BACKGROUND: Deletions in ITPR1, coding for the inositol-triphosphate receptor type 1, have been recently identified in spinocerebellar ataxia type 15 (SCA15). OBJECTIVE: To determine the frequency and the phenotypical spectrum of SCA15. DESIGN: Taqman polymerase chain reaction (258 index cases) or single-nucleotide polymorphism genome-wide genotyping (75 index cases). SETTING: A collaboration between the Centre de Recherche de l'Institut de Cerveau et de la Moelle Epinière of the Salpêtrière Hospital (Paris, France) and the Molecular Genetics Unit of the National Institute of Aging (Bethesda, Maryland).

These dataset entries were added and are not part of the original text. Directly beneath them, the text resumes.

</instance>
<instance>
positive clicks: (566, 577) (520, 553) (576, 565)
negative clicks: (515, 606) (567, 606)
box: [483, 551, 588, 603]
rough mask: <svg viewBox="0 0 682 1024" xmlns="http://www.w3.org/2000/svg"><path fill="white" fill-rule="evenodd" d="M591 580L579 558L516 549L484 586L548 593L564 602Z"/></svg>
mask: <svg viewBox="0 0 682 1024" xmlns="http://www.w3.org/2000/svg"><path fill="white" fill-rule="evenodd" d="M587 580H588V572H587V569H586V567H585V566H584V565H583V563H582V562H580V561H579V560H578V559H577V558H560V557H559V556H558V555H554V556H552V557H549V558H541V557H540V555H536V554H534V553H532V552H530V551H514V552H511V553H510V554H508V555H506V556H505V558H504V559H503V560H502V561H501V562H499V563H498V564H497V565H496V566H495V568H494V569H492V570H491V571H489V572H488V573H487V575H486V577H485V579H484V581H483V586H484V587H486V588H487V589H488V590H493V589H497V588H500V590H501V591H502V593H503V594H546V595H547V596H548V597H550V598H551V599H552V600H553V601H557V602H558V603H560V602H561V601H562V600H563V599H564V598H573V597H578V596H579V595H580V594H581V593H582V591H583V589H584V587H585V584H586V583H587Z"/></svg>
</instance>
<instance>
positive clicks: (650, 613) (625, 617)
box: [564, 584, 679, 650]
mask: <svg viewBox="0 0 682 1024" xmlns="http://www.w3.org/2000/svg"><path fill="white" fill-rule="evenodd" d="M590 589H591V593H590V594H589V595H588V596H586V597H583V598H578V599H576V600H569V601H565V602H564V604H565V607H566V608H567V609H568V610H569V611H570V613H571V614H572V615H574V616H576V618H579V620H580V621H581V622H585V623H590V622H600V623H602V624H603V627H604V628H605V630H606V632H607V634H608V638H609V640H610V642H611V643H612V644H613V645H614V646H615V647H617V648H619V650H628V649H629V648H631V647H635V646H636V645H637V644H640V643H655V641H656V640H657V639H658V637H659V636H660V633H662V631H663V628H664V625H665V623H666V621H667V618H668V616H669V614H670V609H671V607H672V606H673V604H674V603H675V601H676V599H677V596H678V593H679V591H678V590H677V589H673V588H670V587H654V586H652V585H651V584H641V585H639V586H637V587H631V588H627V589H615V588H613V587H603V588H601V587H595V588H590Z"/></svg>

Patients  Index cases of 333 families with autosomal dominant cerebellar ataxia negative for CAG repeat expansions in coding exons. MAIN OUTCOME MEASURES: Detection of ITPR1 copy number alterations. RESULTS: A deletion of ITPR1 was found in 6 of 333 families (1.8%), corresponding to 13 patients with SCA15. Age at onset ranged from 18 to 66 years (mean [SD] age, 35 [16] years). The symptom at onset was cerebellar gait ataxia, except in 1 patient with isolated upper limb tremor. Although families were tested irrespective of their phenotype, patients with SCA15 had a homogeneous phenotype and were characterized by a slowly progressive cerebellar ataxia. However, pyramidal signs (2 patients) and mild cognitive problems (2 patients) were occasionally present. Radiologic findings showed global or predominant vermian cerebellar atrophy in all patients. CONCLUSIONS: In this series, ITPR1 deletions were rare and accounted for approximately 1% of all autosomal dominant cerebellar ataxias. The SCA15 phenotype mostly consists of a slowly progressive isolated cerebellar ataxia with variable age at onset; an additional pyramidal syndrome and problems in executive functions may be present.